Qu’est-ce qui revient, à la fin, pour chacun de nous ? Le passé sous couleur de notre premier souvenir d’enfant qui est notre tout premier regard. Comment cela revient-il ? Comme Dionysos, diverti par un jeu d’osselets, démembré tout enfant par les Titans et dispersé, le cœur seul demeuré intact. Dionysos, appelé aussi l’homme-femme, est dans la cité un revenant des enfers. Son regard tue ceux qui lui résistent, qui résistent à cet étranger en chacun de nous. Il apporte ce reflet de notre étrangeté, sous couleur vivante, enivrante, plus tard christique, du vin et du sang . Où est-ce revenu ? Dans le rouge, culmination de toutes les couleurs, dit Goethe. Le rouge a envahi mes dernières images. J’ai la sensation de me couper en morceaux pour l’obtenir. Dans les films d’Almodovar, de Godard, le rouge est tellement présent…
Alors, pour retrouver le pays de l’enfance, on construit des lieux où l’on est dispersé comme Dionysos. Pour habiter le monde et pouvoir construire quelque chose entre plusieurs régions, la condition est d’ « habiter le monde en poète », comme le dit Heidegger, bâtir à partir de fragments dispersés dans notre monde devenu inhabitable. Habiter le monde en poète suppose d’être étranger dans son propre pays, dans sa région, dans sa langue. Être coupé par le tranchant des frontières ? Sans doute. Mais surtout, comme Dionysos, être tranché par un horizon intérieur, séparation de la terre et du ciel, parcourir le labyrinthe toujours souterrain, pour surgir à la lumière. Revenir. C’est en ce sens que pour Marcel Proust, les plus beaux livres sont écrits dans une langue étrangère, et que pour T.S. Eliot, un artiste doit être étranger à son héritage.


Les autochromes Lumière, sous couleur de la Chine ?
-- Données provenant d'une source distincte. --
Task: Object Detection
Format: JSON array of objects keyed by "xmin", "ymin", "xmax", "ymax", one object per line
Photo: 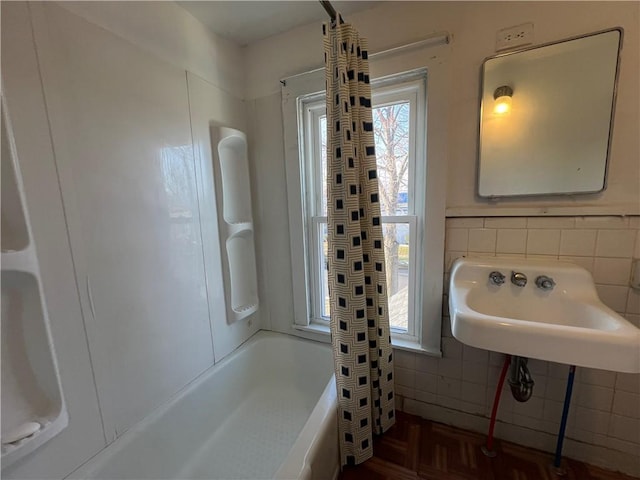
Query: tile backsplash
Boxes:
[{"xmin": 395, "ymin": 216, "xmax": 640, "ymax": 475}]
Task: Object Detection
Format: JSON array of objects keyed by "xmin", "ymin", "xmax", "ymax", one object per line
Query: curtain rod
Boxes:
[
  {"xmin": 319, "ymin": 0, "xmax": 336, "ymax": 22},
  {"xmin": 280, "ymin": 32, "xmax": 451, "ymax": 85}
]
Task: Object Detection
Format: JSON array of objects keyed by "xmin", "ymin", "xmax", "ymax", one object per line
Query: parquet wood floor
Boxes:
[{"xmin": 339, "ymin": 412, "xmax": 639, "ymax": 480}]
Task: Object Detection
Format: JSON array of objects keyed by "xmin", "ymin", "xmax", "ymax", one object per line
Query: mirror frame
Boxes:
[{"xmin": 475, "ymin": 27, "xmax": 624, "ymax": 200}]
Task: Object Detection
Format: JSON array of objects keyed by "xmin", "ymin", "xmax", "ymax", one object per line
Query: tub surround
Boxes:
[{"xmin": 70, "ymin": 332, "xmax": 338, "ymax": 480}]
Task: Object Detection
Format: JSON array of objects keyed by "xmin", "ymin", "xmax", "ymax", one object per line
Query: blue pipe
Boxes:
[{"xmin": 553, "ymin": 365, "xmax": 576, "ymax": 469}]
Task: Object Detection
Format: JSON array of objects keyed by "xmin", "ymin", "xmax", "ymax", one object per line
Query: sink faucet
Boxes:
[
  {"xmin": 511, "ymin": 272, "xmax": 527, "ymax": 287},
  {"xmin": 536, "ymin": 275, "xmax": 556, "ymax": 290}
]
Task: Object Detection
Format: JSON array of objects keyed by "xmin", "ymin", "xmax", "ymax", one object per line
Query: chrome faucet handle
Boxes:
[
  {"xmin": 489, "ymin": 271, "xmax": 504, "ymax": 285},
  {"xmin": 511, "ymin": 272, "xmax": 527, "ymax": 287},
  {"xmin": 536, "ymin": 275, "xmax": 556, "ymax": 290}
]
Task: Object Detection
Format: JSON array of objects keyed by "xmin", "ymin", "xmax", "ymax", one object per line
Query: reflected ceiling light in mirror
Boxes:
[{"xmin": 493, "ymin": 85, "xmax": 513, "ymax": 115}]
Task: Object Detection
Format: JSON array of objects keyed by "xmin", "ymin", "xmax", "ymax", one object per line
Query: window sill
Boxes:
[{"xmin": 293, "ymin": 323, "xmax": 442, "ymax": 358}]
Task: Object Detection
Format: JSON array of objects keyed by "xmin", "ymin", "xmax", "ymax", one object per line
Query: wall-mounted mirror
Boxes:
[{"xmin": 478, "ymin": 29, "xmax": 622, "ymax": 197}]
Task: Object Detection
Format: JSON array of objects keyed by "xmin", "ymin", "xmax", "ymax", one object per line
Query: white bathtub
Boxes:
[{"xmin": 70, "ymin": 332, "xmax": 339, "ymax": 480}]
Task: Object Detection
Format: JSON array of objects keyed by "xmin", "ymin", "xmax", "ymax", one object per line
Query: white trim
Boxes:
[{"xmin": 446, "ymin": 201, "xmax": 640, "ymax": 217}]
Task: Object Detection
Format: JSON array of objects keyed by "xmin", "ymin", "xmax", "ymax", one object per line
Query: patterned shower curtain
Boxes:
[{"xmin": 323, "ymin": 16, "xmax": 395, "ymax": 465}]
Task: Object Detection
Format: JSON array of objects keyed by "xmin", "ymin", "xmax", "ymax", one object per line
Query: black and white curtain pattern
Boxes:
[{"xmin": 323, "ymin": 16, "xmax": 395, "ymax": 465}]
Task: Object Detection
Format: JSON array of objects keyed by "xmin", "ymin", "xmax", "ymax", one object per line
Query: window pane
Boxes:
[
  {"xmin": 319, "ymin": 102, "xmax": 411, "ymax": 216},
  {"xmin": 373, "ymin": 102, "xmax": 410, "ymax": 215},
  {"xmin": 320, "ymin": 115, "xmax": 327, "ymax": 217},
  {"xmin": 382, "ymin": 223, "xmax": 410, "ymax": 331},
  {"xmin": 318, "ymin": 223, "xmax": 330, "ymax": 319}
]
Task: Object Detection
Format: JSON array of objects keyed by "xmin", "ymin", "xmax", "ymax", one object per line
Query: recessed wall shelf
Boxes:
[
  {"xmin": 1, "ymin": 99, "xmax": 69, "ymax": 468},
  {"xmin": 210, "ymin": 125, "xmax": 259, "ymax": 323}
]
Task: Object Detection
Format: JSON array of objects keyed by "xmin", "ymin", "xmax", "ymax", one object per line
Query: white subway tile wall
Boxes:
[{"xmin": 396, "ymin": 216, "xmax": 640, "ymax": 475}]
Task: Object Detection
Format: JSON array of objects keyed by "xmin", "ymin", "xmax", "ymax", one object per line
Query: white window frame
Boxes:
[
  {"xmin": 296, "ymin": 76, "xmax": 426, "ymax": 343},
  {"xmin": 282, "ymin": 40, "xmax": 450, "ymax": 356}
]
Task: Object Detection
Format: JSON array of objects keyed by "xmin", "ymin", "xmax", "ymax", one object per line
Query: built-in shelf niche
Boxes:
[
  {"xmin": 210, "ymin": 125, "xmax": 259, "ymax": 323},
  {"xmin": 0, "ymin": 99, "xmax": 69, "ymax": 468}
]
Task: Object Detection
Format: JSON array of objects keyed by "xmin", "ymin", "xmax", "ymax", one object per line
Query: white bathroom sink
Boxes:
[{"xmin": 449, "ymin": 258, "xmax": 640, "ymax": 373}]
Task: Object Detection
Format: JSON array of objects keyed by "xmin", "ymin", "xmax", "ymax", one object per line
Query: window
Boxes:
[
  {"xmin": 282, "ymin": 42, "xmax": 451, "ymax": 355},
  {"xmin": 298, "ymin": 72, "xmax": 425, "ymax": 341}
]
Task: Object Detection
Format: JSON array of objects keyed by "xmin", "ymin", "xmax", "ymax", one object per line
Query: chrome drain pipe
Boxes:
[{"xmin": 508, "ymin": 356, "xmax": 535, "ymax": 402}]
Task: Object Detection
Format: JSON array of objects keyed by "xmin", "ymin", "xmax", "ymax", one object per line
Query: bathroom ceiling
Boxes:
[{"xmin": 177, "ymin": 0, "xmax": 380, "ymax": 45}]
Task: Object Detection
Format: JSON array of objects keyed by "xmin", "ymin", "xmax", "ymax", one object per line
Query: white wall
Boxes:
[
  {"xmin": 245, "ymin": 2, "xmax": 640, "ymax": 215},
  {"xmin": 2, "ymin": 2, "xmax": 252, "ymax": 478}
]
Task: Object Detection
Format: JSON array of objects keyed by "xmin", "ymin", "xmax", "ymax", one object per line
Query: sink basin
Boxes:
[{"xmin": 449, "ymin": 258, "xmax": 640, "ymax": 373}]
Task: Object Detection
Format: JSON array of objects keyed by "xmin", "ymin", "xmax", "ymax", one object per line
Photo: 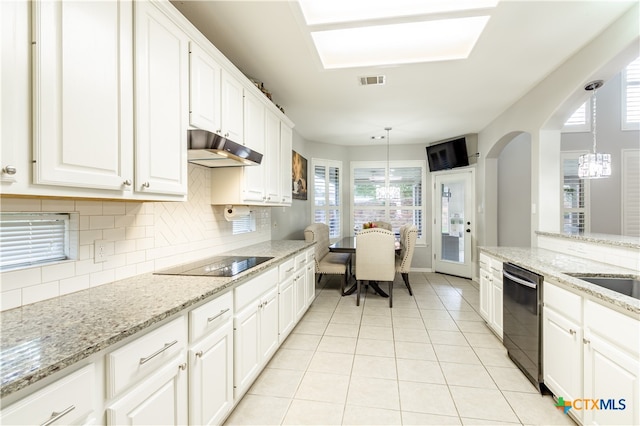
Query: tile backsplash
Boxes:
[{"xmin": 0, "ymin": 165, "xmax": 271, "ymax": 310}]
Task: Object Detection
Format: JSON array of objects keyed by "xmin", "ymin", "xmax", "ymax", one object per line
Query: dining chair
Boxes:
[
  {"xmin": 304, "ymin": 223, "xmax": 351, "ymax": 296},
  {"xmin": 356, "ymin": 228, "xmax": 396, "ymax": 308},
  {"xmin": 396, "ymin": 224, "xmax": 418, "ymax": 296}
]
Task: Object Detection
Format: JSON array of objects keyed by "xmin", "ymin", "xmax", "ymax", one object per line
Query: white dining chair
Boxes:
[
  {"xmin": 396, "ymin": 224, "xmax": 418, "ymax": 296},
  {"xmin": 356, "ymin": 228, "xmax": 396, "ymax": 308}
]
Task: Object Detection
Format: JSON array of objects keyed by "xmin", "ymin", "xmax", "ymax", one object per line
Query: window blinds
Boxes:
[{"xmin": 0, "ymin": 213, "xmax": 69, "ymax": 270}]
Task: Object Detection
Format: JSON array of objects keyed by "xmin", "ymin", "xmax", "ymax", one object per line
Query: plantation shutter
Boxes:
[{"xmin": 0, "ymin": 213, "xmax": 69, "ymax": 270}]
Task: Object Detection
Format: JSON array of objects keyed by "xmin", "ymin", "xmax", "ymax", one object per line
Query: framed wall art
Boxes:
[{"xmin": 291, "ymin": 151, "xmax": 307, "ymax": 200}]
Quelle obscure raison a conduit Louis Lumière à s’installer en-dehors de Lyon, à mener à la campagne, au plus près de la terre, ses recherches relevant de la plus haute technologie de l’époque ? Sans doute savait-il qu’on ne doit jamais perdre le contact avec le sol, chaque artiste étant comparable à la légendaire racine de mandragore à forme humaine. Les teintes des autochromes Lumière proviennent du traitement de la fécule de pommes de terre qui ont poussé dans la terre. Sur les autochromes, la couleur – notamment le rose, un incroyable rose - semble en effet avoir à l’instant poussé, surgi à la lumière sur la plaque de verre…Pourtant, les autochromes opèreraient le retour d’une tradition lyonnaise, d’une culture de la couleur à travers les routes de la soie, le voyage des secrets et la fabrication de tissus somptueux. Les autochromes Lumière n’auraient pu être inventés ailleurs que tout près de Lyon, il ont la couleur et la patine des énigmes millénaires de la Chine.




Notes:

(1) Dans Femmes au jardin de 1867, peignant la tache de soleil découpant le chemin et la robe de Camille assise dans l’herbe au bord du chemin, Claude Monet renonce au ton local (de la robe et du chemin) et invente, avant la science, l’espace topologique.
(2) Le kakémono est un mot japonais introduit en occident en 1878, lors de la participation du Japon aux expositions universelles de la fin du XIXè siècle.
(3) Les images projetées en boucle, ont été exposées, « installées », au Centre d’Art contemporain d’Orléans (2001), à l’Arsenal de Venise (2004), à Daegu en Corée du sud (2003 et 2004), au palais Kheireddine de la médina de Tunis (2006), au centre culturel de Fonds Saint-Jacques en Martinique (2005), ou vont l’être bientôt dans une galerie à Paris (2007). Elles s’accordent à la diversité culturelle dont nous débattons ici.